Nevertheless, as the brain swirls about the neocortical surface becomes contused, sliced and sheared by the the bony protrusions (e.g. the sphenoid wing) within the cranium and hemorrhages will develop over the surface of the cerebrum. The frontal-temporal regions are at particular risk for these type of injuries.

Brainstem & Subcortical Lesions.

However, rotational acceleration and decelerations injuries can create extensive subcortical and brainstem damage as well. For example, the cerebral hemispheres, brainstem and different parts of the brain will actually move in somewhat different directions as well as at different speeds thus inducing widespread stretching, straining and snapping of axons running throughout the white matter including the corpus callosum. Indeed, because these strains are not uniform but effect various parts of the cerebrum differently, such that one part of the brain is moving in one direction whereas another portion is sliding at a somewhat different angle, certain regions can literaly snap and break loose.

For example, when subject to severe rotational forces there sometimes is tearing at the pontine-medullary junctions (where the brainstem meets the midbrain), such that in consequence the brainstem is partly torn loose and disconnected from the rest of the brain (Hardman, 1979; Jennett & Plum, 1972). Because the cerebral hemispheres sit atop the thin brainstem, there can result torque in the pontine-midbrain junction thus disconnecting these lower from higher regions. When this occurs consciousness is lost and the patient either dies or remains in a prolonged coma.
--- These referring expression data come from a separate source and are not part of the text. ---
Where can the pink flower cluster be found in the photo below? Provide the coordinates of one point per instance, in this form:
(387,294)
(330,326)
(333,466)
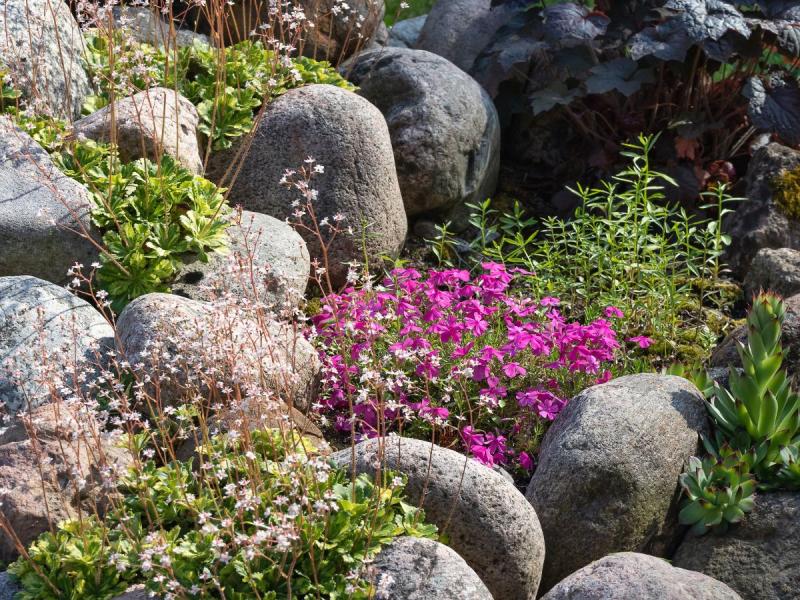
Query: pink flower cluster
(458,355)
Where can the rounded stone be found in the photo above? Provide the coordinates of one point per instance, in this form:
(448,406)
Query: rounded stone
(184,342)
(487,521)
(760,222)
(633,576)
(444,127)
(149,124)
(404,34)
(334,31)
(42,47)
(459,30)
(268,262)
(421,569)
(349,138)
(39,319)
(45,226)
(774,269)
(607,478)
(759,557)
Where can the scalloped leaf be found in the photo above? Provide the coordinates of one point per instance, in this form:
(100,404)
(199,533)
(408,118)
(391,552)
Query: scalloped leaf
(556,94)
(775,106)
(666,41)
(568,22)
(708,19)
(621,74)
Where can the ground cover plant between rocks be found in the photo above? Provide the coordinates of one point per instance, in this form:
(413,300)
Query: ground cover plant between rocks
(483,419)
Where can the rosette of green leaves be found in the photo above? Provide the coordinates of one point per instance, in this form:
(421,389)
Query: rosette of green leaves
(760,408)
(163,504)
(719,489)
(152,216)
(788,476)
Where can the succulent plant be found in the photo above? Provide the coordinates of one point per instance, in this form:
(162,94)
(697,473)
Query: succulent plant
(720,490)
(788,476)
(760,407)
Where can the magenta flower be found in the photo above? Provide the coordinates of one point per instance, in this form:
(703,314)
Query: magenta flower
(642,340)
(514,370)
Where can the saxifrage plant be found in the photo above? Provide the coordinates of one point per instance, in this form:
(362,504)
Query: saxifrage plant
(152,216)
(266,517)
(227,85)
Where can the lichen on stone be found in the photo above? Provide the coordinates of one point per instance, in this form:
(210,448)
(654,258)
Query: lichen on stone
(786,192)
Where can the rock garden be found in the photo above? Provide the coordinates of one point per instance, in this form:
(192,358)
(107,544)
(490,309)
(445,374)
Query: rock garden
(426,300)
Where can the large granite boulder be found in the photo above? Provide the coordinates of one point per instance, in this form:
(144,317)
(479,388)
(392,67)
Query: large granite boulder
(421,569)
(44,461)
(45,226)
(444,127)
(760,222)
(182,344)
(149,124)
(348,137)
(759,557)
(268,263)
(607,479)
(147,25)
(774,269)
(42,47)
(333,30)
(47,335)
(632,576)
(485,518)
(459,30)
(405,33)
In addition to contusions, rotational injuries are associated with venous tears, arterial shearing stresses, and hemorrhagic lesions in the midline region and throughout the brain. Nevertheless, the degree and type of damage which occurs is dependent on the speed, and direction at which the head moves. However, even presumably mild head injuries can induce brainstem injury.


Independent of actual impact, when the brain is subject to severe rotational and acceleration/deceleration forces, there can result severe diffuse microscopic damage and profound shearing and stretching of axons throughout the brain and brain stem as well as focal lesions in the corpus callosum. Axons are literally torn in half due to the twisting strains placed upon them. This condition is referred to as "diffuse axonal injury" (DAI).

When axons are severed or stretched the capacity to transmit electrical-chemical impulses and thus transmit information is attentuated. If severe, there can result a permanent loss of functional capabiity accompanied by an immediate and prolonged loss of consciousness. However, even in less severe head injuries subtle axonal injuries may result, including axonal swelling and impaired axonal transport and transmission (Povlishock 2012).

Conditions which give rise to DAI are also associated with brainstem damage, and decorticate and/or decerebrate posturing. When this occurs, many patients, if they survive, end up in a vegetative state. Most will die, however. If less severe there may be a temporary inability to function due to strains involving the axonal membraine (Adams et al. 1989; Gennarelli, 1986).

In general, DAI takes the form of axonal retraction balls in those who die within days, microglial scars in those who live days to weeks, as well as degneration of the fiber tracts among those who survive for longer time periods, e.g. months. That is, a few days after an injury in which axons and nerve fibers have been torn, the nerve cell often dies and the glial cellular reactions around these damaged, dying, and dead cells, creates microglia scars. Often these scars can become epileptogenic.

Moreover, because of this diffuse damage, various and widespread regions of the brain are no longer able to function or intercommunicate; i.e. disconnection. Because of this, patients with DAI who have lost consciousness yet continue to live tend not to regain consciousness but remain in a prolonged coma. Interestingly, This condition occurs more frequently among individuals who do not suffer skull fractures.